As Thoreau rediscovers what the Pilgrims stumbled upon, our edition of his Cape
Cod includes an important new discovery: his Champlain maps of 1612 and
1632, which were nearly lost to history. A portion of one of the two maps, which
we reproduce along with Thoreau's own notes as unbound facsimiles, is shown below.
Click here for more on the maps and their connection to the Cape. Then scroll
down on this page to enjoy some of Thoreau's words on his journey to Cape Cod. He
went to the woods to live deliberately, but he came to the sea to—in his words—"put
all America behind him."
I wished to see that seashore where man's works are wrecks; to put up at the true
Atlantic House, where the ocean is land-lord as well as sea-lord, and comes ashore
without a wharf for the landing; where the crumbling land is the only invalid, or
at best is but dry land, and that is all you can say of it.
Sailors making the land commonly steer either by the wind-mills or the meeting-houses.
In the country, we are obliged to steer by the meeting-houses alone. Yet the meeting-house
is a kind of wind-mill, …turned either by the winds of doctrine or public opinion,
or more rarely by the winds of Heaven, where another sort of grist is ground….

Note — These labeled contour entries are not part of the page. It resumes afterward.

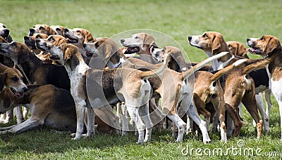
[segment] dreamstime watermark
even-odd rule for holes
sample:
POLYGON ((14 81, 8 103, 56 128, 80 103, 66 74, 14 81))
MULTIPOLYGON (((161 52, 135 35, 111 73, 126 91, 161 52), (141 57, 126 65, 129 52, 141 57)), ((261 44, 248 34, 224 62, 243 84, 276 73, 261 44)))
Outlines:
POLYGON ((268 156, 278 157, 280 153, 277 151, 264 152, 260 147, 246 147, 245 142, 239 140, 237 146, 231 146, 228 148, 216 147, 209 148, 194 148, 187 145, 181 149, 183 156, 268 156))

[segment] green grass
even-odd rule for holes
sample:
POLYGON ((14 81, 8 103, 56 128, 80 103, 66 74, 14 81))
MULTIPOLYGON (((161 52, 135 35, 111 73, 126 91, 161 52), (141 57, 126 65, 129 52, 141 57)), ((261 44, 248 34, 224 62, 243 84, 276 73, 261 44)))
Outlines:
MULTIPOLYGON (((245 44, 247 37, 271 34, 282 39, 282 2, 271 1, 0 1, 0 21, 11 32, 15 41, 23 41, 29 28, 35 24, 61 25, 83 27, 95 37, 112 36, 134 29, 161 32, 175 39, 192 61, 207 58, 204 53, 188 45, 188 35, 205 31, 223 34, 225 40, 245 44)), ((161 39, 157 44, 165 44, 161 39)), ((175 44, 175 41, 172 44, 175 44)), ((185 54, 185 53, 184 53, 185 54)), ((258 58, 252 56, 252 58, 258 58)), ((278 152, 280 116, 274 100, 270 121, 271 132, 262 139, 255 138, 256 129, 250 116, 244 109, 244 125, 239 138, 219 141, 219 135, 211 133, 212 143, 204 145, 201 136, 185 135, 183 142, 175 143, 171 133, 154 132, 152 142, 137 145, 137 137, 130 135, 95 135, 91 139, 73 141, 68 133, 54 131, 31 131, 18 135, 0 135, 0 159, 266 159, 265 156, 223 156, 182 155, 183 148, 222 148, 238 147, 238 140, 245 141, 244 148, 278 152)), ((12 123, 13 124, 13 123, 12 123)), ((8 125, 10 125, 9 124, 8 125)), ((6 125, 0 124, 0 126, 6 125)), ((277 156, 273 159, 278 159, 277 156)), ((279 158, 281 158, 280 156, 279 158)))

The inhabitants measure their crops, not only by bushels of corn, but by barrels
of clams. A thousand barrels of clam-bait are counted as equal in value to six or
eight thousand bushels of Indian corn, and once they were procured without more
labor or expense, and the supply was thought to be inexhaustible.
All that is told of the sea has a fabulous sound to an inhabitant of the land, and
all its products have a certain fabulous quality, as if they belonged to another
planet, from sea-weed to a sailor's yarn, or a fish-story.
Probably no such ancient mariner as we dream of exists; they know no more, at least,
than the older sailors do about this voyage of life on which we are all embarked.
Nevertheless, we love to hear the sayings of old sailors, and their accounts of
natural phenomena, which totally ignore, and are ignored by, science.